In an update to the UN Human Rights Council (OHCHR) on the situation in the northernmost regional state in Ethiopia, Ms. Bachelet said the conflict has “continued unabated,” and “risks spilling over to the whole Horn of Africa”. 

In the last few months, “mass detentions, killings, systematic looting, and sexual violence” have created “an atmosphere of fear and an erosion of living conditions that resulted in the forced displacement of the Tigrayan civilian population. Civilian suffering is widespread, and impunity is pervasive, she said. 

Joint investigation 

The UN High Commissioner for Human Rights also informed the Council on progress made in the joint investigation by the OHCHR and the Ethiopian Human Rights Commission (EHRC) following the conclusion of the fieldwork phase of the report. 

The full range of information collected is currently being analysed, but Ms. Bachelet said it was already clear that cases documented comprise multiple allegations of human rights violations. 

These included attacks on civilians, extrajudicial killings, torture, and enforced disappearances. Sexual and gender-based violence has also included gang rapes, sexualised torture and ethnically targeted sexual violence. 

Violations by all parties 

According to Ms. Bachelet, Government forces and their allies continue to be implicated in allegations of human rights violations

Reports also suggest that people of Tigrayan ethnicity have been detained by law enforcement officials on ethnic grounds, mostly in Addis Ababa. 

She noted that incitement to hatred and discrimination were also documented targeting people of Tigrayan ethnicity, as well as attacks on journalists and the suspension of media outlets’ licenses and shutdowns of Internet and telecommunications in Tigray. 

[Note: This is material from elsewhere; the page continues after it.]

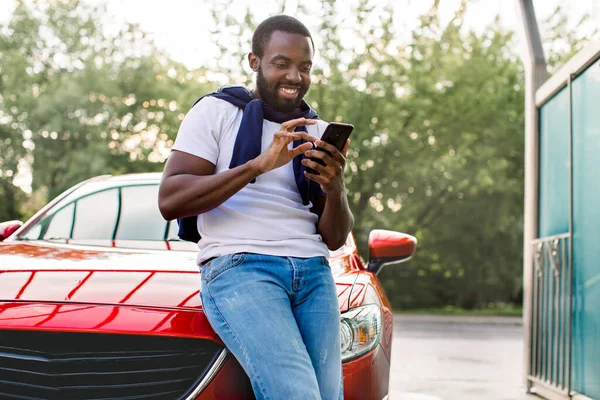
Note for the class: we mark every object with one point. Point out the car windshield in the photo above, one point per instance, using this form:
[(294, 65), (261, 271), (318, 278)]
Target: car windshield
[(98, 211)]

Ms. Bachelet added that Tigrayan forces have also allegedly been responsible for attacks on civilians, including indiscriminate killings resulting in nearly 76,500 people displaced in Afar and an estimated 200,000 in Amhara. 

More than 200 individuals have reportedly been killed in the most recent clashes in these regions, and 88 individuals, including children, have been injured, she said. 

There have also been reports of the recruitment of children into the conflict by Tigrayan forces, which is prohibited under international law. 

Avoid national division 

Ms Bachelet urged the Government of Ethiopia to accept the recommendations of the joint investigation report that will be issued on 1 November 2021 and to give human rights and humanitarian actors unhindered access. She called for all parties to immediately end hostilities and negotiate a lasting ceasefire to “avoid the risk that Ethiopia will be torn apart”. 

WHO airlift 

 The largest single shipment of humanitarian cargo to date has been airlifted to Ethiopia by the World Health Organization (WHO), the UN agency said on Monday. 

85 metric tons of life-saving medical supplies were flown by a charter flight from WHO’s Logistics Hub based in Dubai to in Addis Ababa on Friday. The supplies, including essential medicines, trauma and emergency surgery kits, infusions, consumables, equipment, and cholera kits, are enough to address the urgent needs of more than 150 000 people. 

“This delivery will help bolster our efforts to provide relief to hundreds of thousands of families who are grappling with a difficult humanitarian situation,” said Dr Boureima Hama Sambo, WHO Representative in Ethiopia. 

Currently, nearly 2.5 million people are in need of health assistance from WHO and partners. The shipment to Ethiopia wrapped up a historic week for the WHO Dubai Logistics Hub. Four times the weekly average has been dispatched with over 450 metric tons of medical supplies valued at more than $ 4.3 million in support of cholera outbreak response in Nigeria, critical shortages of medicines in Afghanistan, and trauma and surgical supplies to Syria and Yemen.